Democrats: Trump’s HHS Conscience Protection Office Will Restrict Abortion Access

St. Vincent Medical Center, a Catholic hospital near downtown Los Angeles. (AP Photo/Reed Saxon)

WASHINGTON – House Majority Leader Kevin McCarthy (R-Calif.) applauded the Trump administration for ending Health and Human Services’ “silent refusal” to defend the rights of anti-abortion religious organizations and allow healthcare workers to opt out of performing certain procedures.

Some Democrats publicly criticized the new office, arguing it would lead to limited access to abortion services.

According to HHS, the new Division on Conscience and Religious Liberty within the Office of Civil Rights will handle conscience protection complaints from healthcare professionals over their moral and religious opposition to abortion and assisted suicide.

“New offices, great words, or even new laws will have little effect unless every generation recommits to American ideals, embraces America’s past, and stands beside their fellow citizens for America’s future. If we do not, the kings and emperors of old will be proven right. The last great hope of freedom on this earth will perish because it forgot who it was,” McCarthy said at the unveiling of the new office last week.

“We face today a time of rising religious persecution. It’s not violent. It’s not done in the name of God, but it is a new orthodoxy and it is intolerant of dissent,” he added.
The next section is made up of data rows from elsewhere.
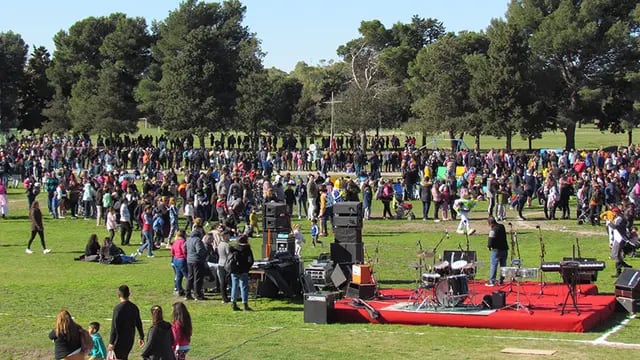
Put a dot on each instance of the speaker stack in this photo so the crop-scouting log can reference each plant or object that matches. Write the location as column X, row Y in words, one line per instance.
column 628, row 290
column 347, row 246
column 276, row 230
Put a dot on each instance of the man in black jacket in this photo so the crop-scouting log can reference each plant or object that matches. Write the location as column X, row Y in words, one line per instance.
column 196, row 265
column 240, row 272
column 125, row 321
column 499, row 248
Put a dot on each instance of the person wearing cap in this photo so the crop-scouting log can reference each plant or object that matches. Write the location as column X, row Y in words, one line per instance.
column 240, row 274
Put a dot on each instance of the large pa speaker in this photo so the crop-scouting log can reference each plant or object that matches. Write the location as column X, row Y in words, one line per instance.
column 318, row 307
column 628, row 284
column 274, row 209
column 276, row 222
column 348, row 208
column 347, row 252
column 347, row 234
column 341, row 275
column 347, row 221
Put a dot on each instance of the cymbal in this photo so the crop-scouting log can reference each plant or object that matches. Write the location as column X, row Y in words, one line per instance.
column 425, row 254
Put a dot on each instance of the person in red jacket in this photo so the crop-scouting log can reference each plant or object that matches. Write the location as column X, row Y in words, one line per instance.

Roger Severino, director of the HHS Office of Civil Rights, said at the press conference last Thursday that his office has received 34 complaints of conscience protection violations since the beginning of the last year.

“No one should be forced to choose between helping sick people and living by one’s deepest moral or religious convictions, and the new division will help guarantee that victims of unlawful discrimination find justice,” he said. “We are saying, with the launch of this division, you do not need to shed your religious identity, you do not need to shed your moral convictions to be a part of the public square.”

McCarthy referenced the battle over abortion in his home state of California.

“Nuns have been forced to put aside their lives of service to the elderly and the sick and have to go to court, humbly requesting that they not be required to pay for practices that end the lives of children. In my own state of California, pregnancy centers devoted to saving lives are forced against their deepest beliefs to advertise for an abortion industry bankrolled by the state,” he said.

“Now, in the past, this department’s silent refusal to defend our rights sent a very clear message: Now is not the time for freedom. It is time for you to conform. What a difference one year makes. This same agency is now opening a Conscience and Religious Freedom Division within its Office of Civil Rights devoted to nothing more than treating people fairly and with justice. To everyone in this agency, I personally want to say thank you,” he added.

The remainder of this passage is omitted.